In the first book I read by her, The Gingerbread Woman, the main character declares to a visitor that there will be no talk of “the North” in her house, no “gutted-by-history crap.” This book, on the other hand, is all about “the North.”

It was written in 1977 and though I couldn’t discern its specific time period, the Troubles are well underway. It’s set in Derry and there is street fighting most days, including the murder of two policemen. It centers on young Joe, an inattentive (at best) student, whose father is always at home or at the pub, having been broken by some unnamed resistance action in the distant past. His mother struggles to earn money,  keep the family fed and clothed, and is unable to do all this on her own without becoming unlovable. She has kept Joe away from friends after school in the hopes he will be safe at home. She advises the older son Brendan to keep working in England where he is safe, but of course he comes home.
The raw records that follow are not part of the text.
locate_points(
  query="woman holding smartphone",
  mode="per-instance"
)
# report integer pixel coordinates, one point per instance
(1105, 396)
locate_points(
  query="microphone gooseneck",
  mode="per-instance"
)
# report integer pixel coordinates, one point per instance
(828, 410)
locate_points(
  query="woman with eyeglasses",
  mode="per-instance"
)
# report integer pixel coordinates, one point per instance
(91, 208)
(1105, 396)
She is very clear that any heroic fighting has no meaning for her; she doesn’t believe that the fighting will create her ideal of a country which provides a safe life and a secure economy.
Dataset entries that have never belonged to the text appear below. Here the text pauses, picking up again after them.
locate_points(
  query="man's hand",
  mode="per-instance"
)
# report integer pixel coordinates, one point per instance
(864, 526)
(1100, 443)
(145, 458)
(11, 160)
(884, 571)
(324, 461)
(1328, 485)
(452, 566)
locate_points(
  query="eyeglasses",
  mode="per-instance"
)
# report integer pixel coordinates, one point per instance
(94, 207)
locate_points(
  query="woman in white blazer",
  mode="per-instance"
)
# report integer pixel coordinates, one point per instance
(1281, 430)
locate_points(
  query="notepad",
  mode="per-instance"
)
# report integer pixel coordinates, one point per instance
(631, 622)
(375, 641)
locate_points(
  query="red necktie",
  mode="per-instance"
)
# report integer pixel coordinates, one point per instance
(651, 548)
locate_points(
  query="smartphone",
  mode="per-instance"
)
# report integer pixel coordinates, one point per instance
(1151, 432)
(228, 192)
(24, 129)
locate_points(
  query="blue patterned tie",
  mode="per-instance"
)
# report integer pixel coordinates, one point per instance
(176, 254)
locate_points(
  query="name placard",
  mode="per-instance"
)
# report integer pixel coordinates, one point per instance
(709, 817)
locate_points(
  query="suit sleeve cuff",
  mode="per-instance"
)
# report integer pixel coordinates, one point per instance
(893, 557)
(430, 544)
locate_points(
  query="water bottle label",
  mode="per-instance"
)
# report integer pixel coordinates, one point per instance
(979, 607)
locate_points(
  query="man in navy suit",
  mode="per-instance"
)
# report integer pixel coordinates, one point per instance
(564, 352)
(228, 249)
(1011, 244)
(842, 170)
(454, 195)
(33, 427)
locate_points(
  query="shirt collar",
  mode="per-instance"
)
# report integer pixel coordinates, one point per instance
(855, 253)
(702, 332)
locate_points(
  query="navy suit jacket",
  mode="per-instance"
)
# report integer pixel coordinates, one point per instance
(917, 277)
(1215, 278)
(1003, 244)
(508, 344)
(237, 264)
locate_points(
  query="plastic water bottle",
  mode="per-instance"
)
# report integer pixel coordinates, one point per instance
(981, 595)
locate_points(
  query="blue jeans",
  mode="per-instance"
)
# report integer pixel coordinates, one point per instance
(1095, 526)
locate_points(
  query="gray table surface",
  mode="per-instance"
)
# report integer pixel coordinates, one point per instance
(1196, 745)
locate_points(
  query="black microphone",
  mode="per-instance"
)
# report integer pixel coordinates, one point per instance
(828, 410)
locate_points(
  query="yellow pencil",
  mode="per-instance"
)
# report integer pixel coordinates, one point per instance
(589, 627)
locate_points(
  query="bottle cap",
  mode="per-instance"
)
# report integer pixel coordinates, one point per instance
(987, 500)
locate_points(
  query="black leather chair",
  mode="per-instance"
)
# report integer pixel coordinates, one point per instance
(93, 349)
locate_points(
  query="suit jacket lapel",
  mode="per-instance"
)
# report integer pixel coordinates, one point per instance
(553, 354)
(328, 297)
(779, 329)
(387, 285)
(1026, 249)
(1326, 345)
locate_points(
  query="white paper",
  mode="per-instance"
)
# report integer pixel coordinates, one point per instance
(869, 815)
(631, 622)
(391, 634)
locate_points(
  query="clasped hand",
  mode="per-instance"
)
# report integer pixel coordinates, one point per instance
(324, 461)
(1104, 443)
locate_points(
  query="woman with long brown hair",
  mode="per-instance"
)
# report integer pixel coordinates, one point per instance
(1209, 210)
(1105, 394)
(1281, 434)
Without going into the specifics of the plot, I will say I found the complications of being a teenage boy and member of the oppressed minority in the midst of wartime surprisingly readable. I liked some of the connections the author creates. A lonely woman teacher whose family lives elsewhere befriends Joe as a little brother while Joe, not surprisingly, has a crush on her. Brendan shows love for his unappealing father and sees him as a hero. Under the pressure of a nighttime house-to-house police search, Joe shows himself to be quick-witted and brave.